Les deux semaines qui séparent ces résultats du second tour risquent de tenir en haleine encore bien des Marocains. Même si les séries turques ou égyptiennes restent largement plus suivies, beaucoup de Marocains francophones se sont pris de passion pour l’élection présidentielle française. Plus le premier tour approchait, plus les cafés casaouis bruissaient des analyses passionnées dans le mélange marocain typique de français et de darija (dialecte marocain).
La « vague » Mélenchon a aussi touché le Maroc
« C’était la première fois que je m’intéressais à une élection française. Avec les rebondissements de l’affaire Fillon, les candidats aussi proches les uns des autres… il y avait du suspense ! », décrit Youssef. Avec les réseaux sociaux, plus besoin d’aller acheter le journal ou de regarder la télévision française : les articles viennent tout seuls aux internautes. Youssef reçoit aussi, depuis peu, les notifications des applications des médias français sur son portable.
Même si la connaissance des différents candidats par les Marocains est souvent assez limitée, la « vague » Mélenchon a aussi touché le Maroc. « Je suis altermondialiste et je soutiens la convergence des luttes. Le score très haut de Mélenchon est un espoir pour la gauche au Maroc, qui est en très mauvaise posture », assure Anas, militant du parti de la Fédération de la gauche démocratique. Anas a suivi la campagne de très près : « Je suis passionné de politique et par l’histoire du Maroc, et la France fait partie de cette histoire. »
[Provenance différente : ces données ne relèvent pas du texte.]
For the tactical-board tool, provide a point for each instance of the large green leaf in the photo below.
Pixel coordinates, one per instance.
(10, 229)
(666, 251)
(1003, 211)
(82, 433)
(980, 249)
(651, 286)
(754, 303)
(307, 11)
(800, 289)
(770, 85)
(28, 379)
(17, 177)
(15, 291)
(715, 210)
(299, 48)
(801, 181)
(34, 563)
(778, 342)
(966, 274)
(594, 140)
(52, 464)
« Autour de moi, beaucoup de gens ont été séduits par le personnage de Mélenchon, et quelques autres par Benoît Hamon », constate Nacer, un banquier de 30 ans. De manières plus étonnante, de rares connaissances ont choisi de défendre Marine Le Pen. « Je suppose que c’est surtout par esprit de contradiction, mais certains apprécient aussi sa défense de la non-ingérence en politique internationale », analyse Nacer, qui a vécu treize ans en France.
Si l’avis de nombreux Marocains sur Marine Le Pen est déjà fait, les prochains jours leur permettront de mieux découvrir le favori Emmanuel Macron. Le jeune candidat a déjà raté un rendez-vous avec les Marocains : son passage dans le pays pendant la campagne, souvent évoqué, n’a pas eu lieu.